Wednesday, September 06, 2017

If week one is any indication of what’s to come, the 2017 college football season could be special.

It wasn’t just because of the terrific finishes, of which there were many. A sport that has had its reputation stained by Art Briles, Hugh Freeze and countless others, delivered not one but two memorable feel-good stories in week one that will hopefully set a tone for this year.

In a sport overflowing with unique traditions, Iowa started a great one. The newly renovated Stead Family Children’s Hospital now overlooks Kinnick Stadium. The top floor of the hospital is the Press Box Cafe, a food commons where patients and their families can look down into the stadium.

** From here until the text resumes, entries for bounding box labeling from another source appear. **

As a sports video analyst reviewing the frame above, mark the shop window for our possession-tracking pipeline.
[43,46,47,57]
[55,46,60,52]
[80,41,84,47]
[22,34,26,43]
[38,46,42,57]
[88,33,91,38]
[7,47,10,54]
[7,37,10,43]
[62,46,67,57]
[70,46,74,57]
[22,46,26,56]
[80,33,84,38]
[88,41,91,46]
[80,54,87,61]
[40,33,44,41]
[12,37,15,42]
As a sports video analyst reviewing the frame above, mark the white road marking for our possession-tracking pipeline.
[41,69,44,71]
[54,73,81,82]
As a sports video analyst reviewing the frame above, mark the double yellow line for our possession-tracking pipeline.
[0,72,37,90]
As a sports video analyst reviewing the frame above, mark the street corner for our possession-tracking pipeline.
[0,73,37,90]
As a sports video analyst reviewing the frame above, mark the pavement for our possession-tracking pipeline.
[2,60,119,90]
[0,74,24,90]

In a rare case of college football fans using social media for good, Iowa fan Levi Thompson came up with the idea to have everyone in the stands turn and wave to the kids after the first quarter. The idea quickly grew legs and when the first 15 minutes of the game were complete, the crowd of 68,075 and the kids in the cafe above exchanged a warm greeting that seems destined to become a permanent part of the Iowa football experience, brightening the days of those above and below.

Half a continent away, USC was authoring its own feel good story.

Jake Olson first became part of the USC football program as a 12-year-old when Pete Carroll’s squad adopted him after retinoblastoma caused him to go blind.

In the years that followed he became the long snapper for his high school team. He walked on to the Trojans in 2015, but didn’t see game action until Saturday. With the game out of reach, USC coach Clay Helton sent Olson out to make his debut on an extra point.

He delivered a perfect snap to Wyatt Schmidt before Chase McGrath made the extra point.

“What a pressure player,” Helton told the Los Angeles Times. “Is that not a perfect snap at that moment? It’s beyond words.”

Helton and Western Michigan coach Tim Lester made a deal before the game. USC wouldn’t rush Western Michigan’s first extra point try if the Broncos didn’t rush if Olson was snapping.

“I told them, ‘What we’re about to do is bigger than the game,” Lester said in the postgame. “This is about what kind of people we want to be, what we represent; this is bigger than us.’”

After the game, Olson marveled at the path his life has taken.

“I just think there’s a beauty in it,” Olson said. “If you can’t see how God works things out, then I think you’re the blind one. I think to have a situation where a 12-year-old kid loses his sight and is going to have to face the rest of his life without seeing is just ugly, and to fast forward eight years and have that same kid be able to snap on the football field that really got him through that time, is just really just special and incredible.”

GAME OF THE WEEK:No. 5 Oklahoma at No. 2 Ohio State, Saturday, 7:30 p.m. ABC — Nobody would be especially surprised if either or both of these two teams were in the College Football Playoff.

No. 14 Stanford at No. 6 USC, Saturday, 8:30 p.m. FOX — This game will likely have a significant impact on the final Pac-12 standings.

PLAYOFF BOUND: Alabama, Ohio State, Clemson, USC.

IF I HAD A HEISMAN VOTE — UCLA quarterback Josh Rosen led the Bruins’ amazing comeback to beat Texas A&M with 491 passing yards and four touchdown passes.

FINALLY — It makes for a funny coincidence that the team on the losing end of the biggest point-spread upset in college football history was from Las Vegas.

Howard, an FCS team coached by Mike London, the father of former UMass star Brandon London, stunned UNLV, 43-40 Saturday, behind the quarterbacking of Caylin Newton, Cam’s younger brother.

The Runnin’ Rebels entered the game as a 45-point favorite.